— Ой, — сказала я. — То есть ворона была генмодом?
— Как заявляет мадам Горбановская — да. В газеты эта информация пока не попала: главный редактор «Вестей» сочувствует генмодам, а редактор «Ведомостей» подчинился давлению начальника полиции, который не хочет новой волны жестокости против ворон. Их ведь подозревают в первую очередь, — объяснил шеф. — Если украли что-то блестящее — вороны, съедобное — собаки, шуршащее — коты… Сами знаете.
Я закусила губы.
— Неужели вы не готовы переступить через свой страх ради борьбы с предрассудками и помощи несправедливо подозреваемым? — грустно спросил Василий Васильевич. — Или мне сразу вас уволить?
Ответ, конечно, мог быть только один.
— Надеюсь, от меня хоть что-нибудь уцелеет, чтобы бороться за добро и справедливость, — пробурчала я, устраиваясь в капсуле и прижимая шефа к себе обеими руками.

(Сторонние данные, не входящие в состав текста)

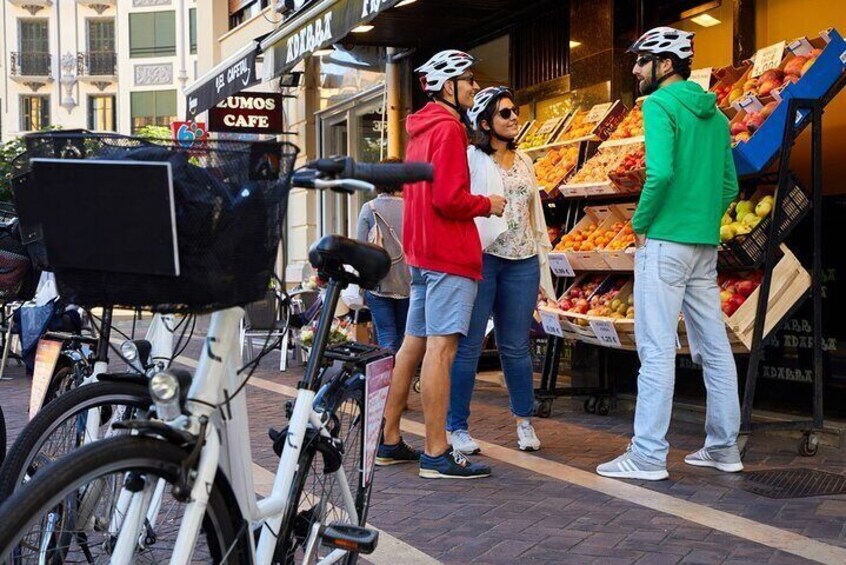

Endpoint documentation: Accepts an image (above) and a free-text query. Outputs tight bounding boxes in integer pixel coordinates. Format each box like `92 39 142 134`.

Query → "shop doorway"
317 84 387 239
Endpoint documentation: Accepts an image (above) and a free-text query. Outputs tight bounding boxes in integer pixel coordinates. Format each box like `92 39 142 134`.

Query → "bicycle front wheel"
0 379 151 503
0 436 248 564
275 380 371 565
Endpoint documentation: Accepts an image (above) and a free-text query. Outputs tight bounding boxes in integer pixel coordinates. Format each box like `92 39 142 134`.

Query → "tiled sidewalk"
2 325 845 564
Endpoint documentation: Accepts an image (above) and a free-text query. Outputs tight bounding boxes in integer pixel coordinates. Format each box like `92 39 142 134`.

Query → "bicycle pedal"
319 523 378 555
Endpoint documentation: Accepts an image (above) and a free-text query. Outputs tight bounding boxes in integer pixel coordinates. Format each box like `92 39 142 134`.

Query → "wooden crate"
725 246 810 350
600 203 638 271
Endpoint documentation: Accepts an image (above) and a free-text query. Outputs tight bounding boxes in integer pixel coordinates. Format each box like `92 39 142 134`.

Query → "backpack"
366 201 411 298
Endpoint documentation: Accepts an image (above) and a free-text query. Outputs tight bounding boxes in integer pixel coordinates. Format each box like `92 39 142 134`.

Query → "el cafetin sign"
208 93 284 134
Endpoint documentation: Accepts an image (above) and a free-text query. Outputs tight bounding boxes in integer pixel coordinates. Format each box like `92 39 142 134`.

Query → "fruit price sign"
364 356 394 486
549 253 576 277
30 339 62 419
689 67 713 90
585 102 613 123
540 310 566 338
751 41 786 77
589 319 622 348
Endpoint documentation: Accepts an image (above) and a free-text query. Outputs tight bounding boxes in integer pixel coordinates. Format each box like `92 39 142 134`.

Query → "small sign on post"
589 319 622 348
548 254 575 278
539 310 565 338
751 41 787 77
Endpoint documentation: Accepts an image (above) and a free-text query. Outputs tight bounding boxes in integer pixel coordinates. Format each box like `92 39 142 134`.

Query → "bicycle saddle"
308 235 391 290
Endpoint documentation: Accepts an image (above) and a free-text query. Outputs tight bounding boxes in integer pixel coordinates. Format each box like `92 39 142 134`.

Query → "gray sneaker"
684 445 744 472
596 447 669 481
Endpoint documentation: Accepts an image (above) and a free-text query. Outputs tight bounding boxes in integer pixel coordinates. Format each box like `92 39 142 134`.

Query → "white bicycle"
0 140 432 564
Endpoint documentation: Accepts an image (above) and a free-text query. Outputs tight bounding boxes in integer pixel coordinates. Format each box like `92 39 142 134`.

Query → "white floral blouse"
485 157 538 260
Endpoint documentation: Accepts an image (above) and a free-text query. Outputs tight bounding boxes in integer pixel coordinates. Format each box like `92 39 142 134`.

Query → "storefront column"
386 47 403 158
733 0 757 65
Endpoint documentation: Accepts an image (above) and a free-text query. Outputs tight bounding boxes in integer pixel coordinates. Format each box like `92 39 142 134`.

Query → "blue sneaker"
375 438 420 466
419 448 492 479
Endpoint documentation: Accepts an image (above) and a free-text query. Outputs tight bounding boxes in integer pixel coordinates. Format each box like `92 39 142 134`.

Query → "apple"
722 301 739 316
759 69 785 83
760 101 779 119
784 55 809 77
730 121 747 136
729 294 746 310
746 114 765 132
559 298 573 310
728 88 745 104
734 131 751 143
758 79 781 97
736 280 758 297
720 289 734 303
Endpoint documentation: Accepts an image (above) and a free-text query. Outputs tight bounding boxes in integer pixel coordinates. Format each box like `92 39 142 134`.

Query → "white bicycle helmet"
628 26 694 60
467 86 512 129
415 50 477 93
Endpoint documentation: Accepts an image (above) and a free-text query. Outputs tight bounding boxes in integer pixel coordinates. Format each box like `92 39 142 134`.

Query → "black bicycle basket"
12 132 299 313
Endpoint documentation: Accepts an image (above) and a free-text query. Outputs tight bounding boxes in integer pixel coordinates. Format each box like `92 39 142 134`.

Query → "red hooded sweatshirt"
403 103 491 280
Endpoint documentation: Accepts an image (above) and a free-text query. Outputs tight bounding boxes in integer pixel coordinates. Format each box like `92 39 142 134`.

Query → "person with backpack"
355 158 411 353
376 50 505 479
596 27 742 480
446 87 557 455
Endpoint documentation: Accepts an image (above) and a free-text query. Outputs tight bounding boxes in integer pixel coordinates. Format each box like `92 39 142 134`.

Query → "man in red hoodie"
376 50 505 479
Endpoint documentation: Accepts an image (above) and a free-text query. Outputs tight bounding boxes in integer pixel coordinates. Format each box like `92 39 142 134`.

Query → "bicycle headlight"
120 340 139 362
149 371 181 421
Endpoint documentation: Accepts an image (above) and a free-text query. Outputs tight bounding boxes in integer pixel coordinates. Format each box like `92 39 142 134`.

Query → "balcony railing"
10 52 52 78
77 51 117 77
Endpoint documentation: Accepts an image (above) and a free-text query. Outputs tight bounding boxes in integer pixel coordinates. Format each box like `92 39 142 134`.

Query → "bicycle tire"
0 436 249 564
42 364 78 407
274 379 370 565
0 405 6 469
0 379 150 503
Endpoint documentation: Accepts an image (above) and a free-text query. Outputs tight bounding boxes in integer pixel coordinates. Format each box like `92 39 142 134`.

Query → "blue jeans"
364 291 409 354
632 239 740 466
448 254 540 432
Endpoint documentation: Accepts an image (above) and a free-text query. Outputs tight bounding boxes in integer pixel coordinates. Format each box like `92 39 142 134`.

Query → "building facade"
0 0 198 142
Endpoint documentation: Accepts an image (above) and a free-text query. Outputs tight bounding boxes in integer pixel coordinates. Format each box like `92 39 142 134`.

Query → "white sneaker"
449 430 481 455
516 421 541 452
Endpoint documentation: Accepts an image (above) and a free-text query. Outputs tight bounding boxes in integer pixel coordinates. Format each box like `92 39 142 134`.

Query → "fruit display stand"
730 28 846 176
735 64 846 457
518 114 571 151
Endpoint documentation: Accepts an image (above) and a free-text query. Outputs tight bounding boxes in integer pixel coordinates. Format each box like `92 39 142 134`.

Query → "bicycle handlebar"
292 156 434 192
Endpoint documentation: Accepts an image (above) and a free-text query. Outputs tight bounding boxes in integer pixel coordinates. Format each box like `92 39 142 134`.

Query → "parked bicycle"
0 134 432 564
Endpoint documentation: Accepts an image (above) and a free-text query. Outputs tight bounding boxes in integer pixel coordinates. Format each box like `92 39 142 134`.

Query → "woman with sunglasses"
447 87 556 454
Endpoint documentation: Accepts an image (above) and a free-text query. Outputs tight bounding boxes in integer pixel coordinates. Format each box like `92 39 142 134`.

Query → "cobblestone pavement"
2 318 845 564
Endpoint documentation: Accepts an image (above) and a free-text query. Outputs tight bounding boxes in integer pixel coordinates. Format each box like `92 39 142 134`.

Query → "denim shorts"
405 267 478 337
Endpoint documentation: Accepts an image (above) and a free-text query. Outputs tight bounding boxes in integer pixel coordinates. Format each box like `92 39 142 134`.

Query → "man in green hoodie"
597 27 742 481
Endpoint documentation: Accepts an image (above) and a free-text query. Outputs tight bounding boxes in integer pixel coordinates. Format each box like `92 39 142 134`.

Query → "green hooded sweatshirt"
631 80 739 245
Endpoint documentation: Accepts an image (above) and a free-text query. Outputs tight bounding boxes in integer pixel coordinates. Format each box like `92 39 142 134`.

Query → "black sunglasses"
496 107 520 120
456 74 478 84
635 54 659 67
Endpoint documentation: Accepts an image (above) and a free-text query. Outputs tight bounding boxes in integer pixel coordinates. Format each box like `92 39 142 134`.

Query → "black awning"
184 37 264 120
261 0 401 80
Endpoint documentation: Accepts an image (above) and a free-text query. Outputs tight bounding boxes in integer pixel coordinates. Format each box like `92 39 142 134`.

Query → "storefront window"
318 47 386 109
130 90 177 133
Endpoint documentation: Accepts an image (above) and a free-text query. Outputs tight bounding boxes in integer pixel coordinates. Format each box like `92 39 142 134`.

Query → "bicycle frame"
109 280 361 564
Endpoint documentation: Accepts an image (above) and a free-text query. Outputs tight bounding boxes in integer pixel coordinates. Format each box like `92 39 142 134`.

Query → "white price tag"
840 49 846 65
585 103 613 123
689 67 713 91
539 310 565 338
548 253 575 277
589 319 622 348
751 41 786 77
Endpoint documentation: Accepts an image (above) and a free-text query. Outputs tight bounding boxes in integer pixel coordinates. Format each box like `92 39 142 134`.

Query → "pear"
720 224 737 242
755 199 773 218
721 213 733 226
734 222 752 236
742 213 762 228
735 200 754 219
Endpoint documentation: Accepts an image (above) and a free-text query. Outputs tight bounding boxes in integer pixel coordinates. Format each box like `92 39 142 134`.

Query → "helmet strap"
641 59 677 95
436 77 472 129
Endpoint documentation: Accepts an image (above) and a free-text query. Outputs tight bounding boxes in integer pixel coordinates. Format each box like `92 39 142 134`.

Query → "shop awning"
184 35 267 120
260 0 402 81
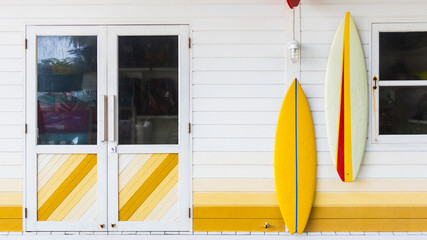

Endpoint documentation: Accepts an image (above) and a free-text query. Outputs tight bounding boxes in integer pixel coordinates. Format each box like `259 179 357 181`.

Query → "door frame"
106 25 191 231
25 24 192 232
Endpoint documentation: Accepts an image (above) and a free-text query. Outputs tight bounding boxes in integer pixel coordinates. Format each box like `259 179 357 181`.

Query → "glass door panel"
117 37 179 223
118 36 179 145
37 36 98 145
107 26 190 231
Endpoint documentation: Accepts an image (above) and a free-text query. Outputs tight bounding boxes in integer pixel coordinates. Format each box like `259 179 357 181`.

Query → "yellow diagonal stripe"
38 154 70 190
47 164 97 221
119 154 152 191
145 183 179 221
62 184 97 221
38 154 86 207
128 164 178 221
118 154 167 209
119 154 178 221
38 154 96 221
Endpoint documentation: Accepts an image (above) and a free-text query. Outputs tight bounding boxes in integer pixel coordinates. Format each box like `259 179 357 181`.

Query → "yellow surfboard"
274 79 317 234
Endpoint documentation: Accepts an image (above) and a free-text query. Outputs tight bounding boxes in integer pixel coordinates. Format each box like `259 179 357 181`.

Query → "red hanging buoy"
287 0 300 9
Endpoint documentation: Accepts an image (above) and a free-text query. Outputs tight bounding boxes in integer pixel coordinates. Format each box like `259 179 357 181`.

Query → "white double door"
26 25 190 232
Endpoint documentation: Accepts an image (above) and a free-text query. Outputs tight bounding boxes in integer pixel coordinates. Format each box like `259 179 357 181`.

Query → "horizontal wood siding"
0 0 424 233
193 0 427 233
0 21 24 231
0 0 288 232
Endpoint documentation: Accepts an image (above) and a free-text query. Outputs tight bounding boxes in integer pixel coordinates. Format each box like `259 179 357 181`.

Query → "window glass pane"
379 86 427 134
118 36 178 144
380 32 427 80
37 36 97 145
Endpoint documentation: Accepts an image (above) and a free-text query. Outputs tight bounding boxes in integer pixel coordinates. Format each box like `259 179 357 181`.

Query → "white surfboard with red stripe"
325 12 368 182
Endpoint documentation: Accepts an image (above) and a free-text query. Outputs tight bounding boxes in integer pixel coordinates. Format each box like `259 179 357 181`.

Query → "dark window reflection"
37 36 97 145
118 36 178 144
379 86 427 134
380 32 427 80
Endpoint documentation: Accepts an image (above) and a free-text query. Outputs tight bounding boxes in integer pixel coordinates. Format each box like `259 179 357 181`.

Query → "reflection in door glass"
118 36 178 144
37 36 97 145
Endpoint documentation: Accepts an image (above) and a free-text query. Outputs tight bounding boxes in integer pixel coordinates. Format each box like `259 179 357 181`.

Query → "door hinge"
188 208 191 218
188 123 192 134
189 37 191 49
25 124 27 134
24 208 27 218
25 39 27 49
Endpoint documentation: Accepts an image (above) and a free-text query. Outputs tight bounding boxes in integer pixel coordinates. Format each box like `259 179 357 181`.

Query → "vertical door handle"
108 95 116 142
99 95 108 142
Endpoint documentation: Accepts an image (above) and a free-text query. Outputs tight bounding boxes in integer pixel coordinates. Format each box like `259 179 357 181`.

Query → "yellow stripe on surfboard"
336 12 353 182
343 12 353 182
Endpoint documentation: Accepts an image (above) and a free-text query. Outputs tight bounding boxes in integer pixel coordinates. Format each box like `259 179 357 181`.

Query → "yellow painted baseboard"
194 192 427 207
193 206 427 232
311 206 427 219
194 206 281 219
194 218 427 232
0 219 22 232
194 219 285 232
194 206 427 219
0 207 22 219
194 179 427 193
306 219 427 232
0 207 22 232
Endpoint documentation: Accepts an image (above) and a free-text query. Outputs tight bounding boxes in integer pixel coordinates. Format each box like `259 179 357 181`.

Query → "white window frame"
371 23 427 148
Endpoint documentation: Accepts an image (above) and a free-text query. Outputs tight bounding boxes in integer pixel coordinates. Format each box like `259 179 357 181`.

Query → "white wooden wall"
1 0 427 230
298 0 427 180
194 0 427 183
0 29 24 197
0 0 288 219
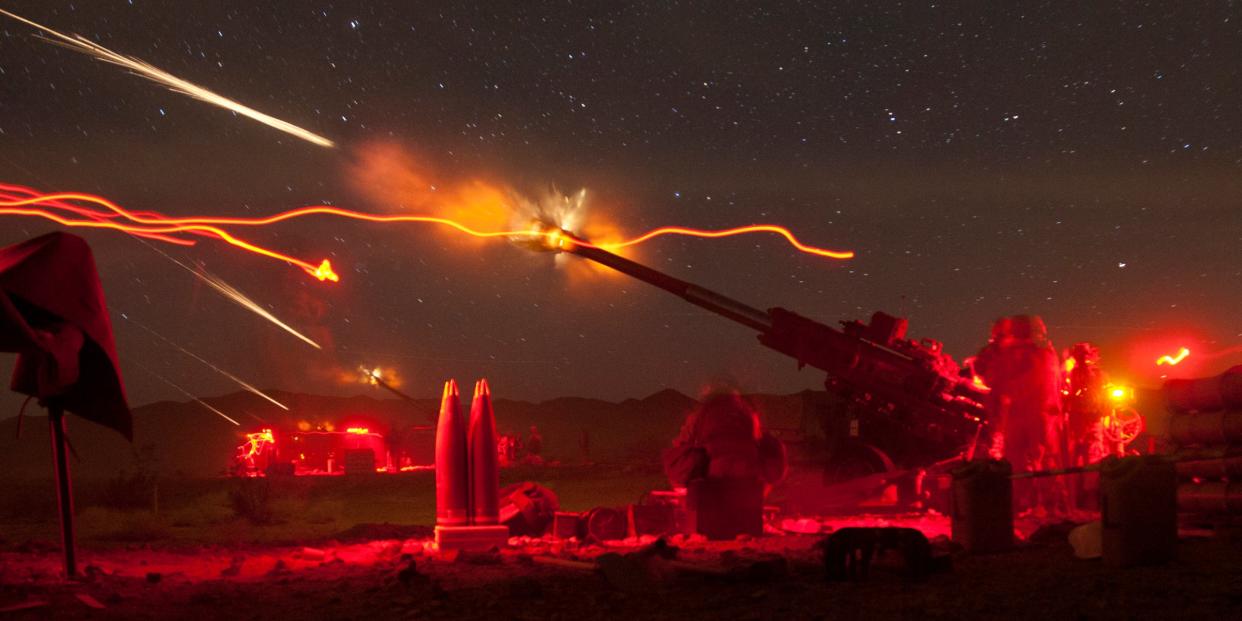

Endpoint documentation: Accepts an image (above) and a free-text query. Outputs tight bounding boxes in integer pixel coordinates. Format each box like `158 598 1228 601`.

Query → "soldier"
973 316 1067 516
662 389 788 539
496 434 515 467
662 389 787 489
1061 342 1109 511
1062 342 1108 466
525 425 544 465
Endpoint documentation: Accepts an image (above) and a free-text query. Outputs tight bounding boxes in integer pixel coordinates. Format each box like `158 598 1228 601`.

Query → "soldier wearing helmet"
1063 342 1108 466
973 315 1067 515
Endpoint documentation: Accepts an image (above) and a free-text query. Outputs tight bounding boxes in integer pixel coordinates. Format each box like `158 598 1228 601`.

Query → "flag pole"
47 400 76 579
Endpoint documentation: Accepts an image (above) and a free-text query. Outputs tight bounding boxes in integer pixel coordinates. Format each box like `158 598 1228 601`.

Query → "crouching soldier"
663 389 787 538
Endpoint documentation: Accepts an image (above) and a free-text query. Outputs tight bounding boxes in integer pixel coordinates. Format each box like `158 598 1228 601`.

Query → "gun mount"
539 228 988 500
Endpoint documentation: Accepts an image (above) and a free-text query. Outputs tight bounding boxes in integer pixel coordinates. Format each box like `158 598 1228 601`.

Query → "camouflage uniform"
663 391 787 488
973 316 1066 514
1063 343 1108 466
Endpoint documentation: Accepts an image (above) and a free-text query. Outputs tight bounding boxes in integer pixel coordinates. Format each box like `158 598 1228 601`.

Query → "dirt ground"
2 513 1240 620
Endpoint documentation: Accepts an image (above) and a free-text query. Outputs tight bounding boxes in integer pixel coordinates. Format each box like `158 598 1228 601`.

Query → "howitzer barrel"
551 227 986 478
567 242 773 332
567 239 904 380
561 235 985 429
373 375 419 403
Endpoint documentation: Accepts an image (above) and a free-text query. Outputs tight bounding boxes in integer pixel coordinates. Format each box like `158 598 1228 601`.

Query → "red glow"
1156 347 1190 366
1119 330 1212 384
1105 383 1133 402
234 425 394 476
236 428 275 475
241 429 275 460
970 374 991 393
1 183 853 282
962 356 990 393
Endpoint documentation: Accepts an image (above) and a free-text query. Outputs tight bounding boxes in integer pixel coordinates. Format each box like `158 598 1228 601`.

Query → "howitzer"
530 227 988 492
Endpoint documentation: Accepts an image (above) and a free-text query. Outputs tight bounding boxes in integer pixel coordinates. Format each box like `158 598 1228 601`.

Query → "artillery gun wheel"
1103 406 1145 453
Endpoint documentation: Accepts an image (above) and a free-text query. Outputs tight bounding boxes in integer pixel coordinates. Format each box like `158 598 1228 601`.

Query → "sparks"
122 314 288 411
1 183 853 283
0 8 334 148
239 429 275 462
128 359 240 426
1156 347 1190 366
311 259 340 282
133 238 324 350
189 265 326 349
360 366 384 385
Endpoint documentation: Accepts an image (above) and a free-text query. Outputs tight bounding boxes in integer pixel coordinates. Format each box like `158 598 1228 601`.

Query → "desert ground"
1 464 1239 620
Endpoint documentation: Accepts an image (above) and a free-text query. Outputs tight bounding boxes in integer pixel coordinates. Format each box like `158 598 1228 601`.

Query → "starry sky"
2 2 1241 418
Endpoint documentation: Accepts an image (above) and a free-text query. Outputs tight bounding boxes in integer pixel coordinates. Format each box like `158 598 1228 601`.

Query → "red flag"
0 232 131 440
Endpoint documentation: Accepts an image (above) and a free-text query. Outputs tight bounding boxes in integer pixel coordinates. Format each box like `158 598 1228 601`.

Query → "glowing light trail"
190 268 326 350
593 225 855 259
1 184 853 282
66 203 854 260
1156 347 1190 366
128 359 240 426
0 8 335 148
4 185 322 349
0 192 339 281
121 313 289 410
0 183 195 246
133 240 324 349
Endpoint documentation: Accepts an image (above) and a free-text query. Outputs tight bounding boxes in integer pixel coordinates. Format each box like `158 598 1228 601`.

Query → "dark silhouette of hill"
0 388 806 480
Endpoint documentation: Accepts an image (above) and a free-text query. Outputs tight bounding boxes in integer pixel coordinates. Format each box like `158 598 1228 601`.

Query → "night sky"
2 2 1241 420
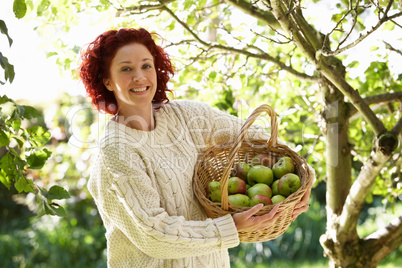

Нет худа без добра: он очень мягкий и пушистый.
* * *
Раньше я думала, что смотреть на трупы в анатомическом театре страшно. Нет, трупы — это просто противно. Страшно, когда металлическая капсула медленно отъезжает от платформы, а потом резко проваливается вниз, и вокруг тебя скользят черные металлические стены, а ты совсем-совсем ничего не видишь, и весь мир превращается в жуткое-прежуткое ощущение падения!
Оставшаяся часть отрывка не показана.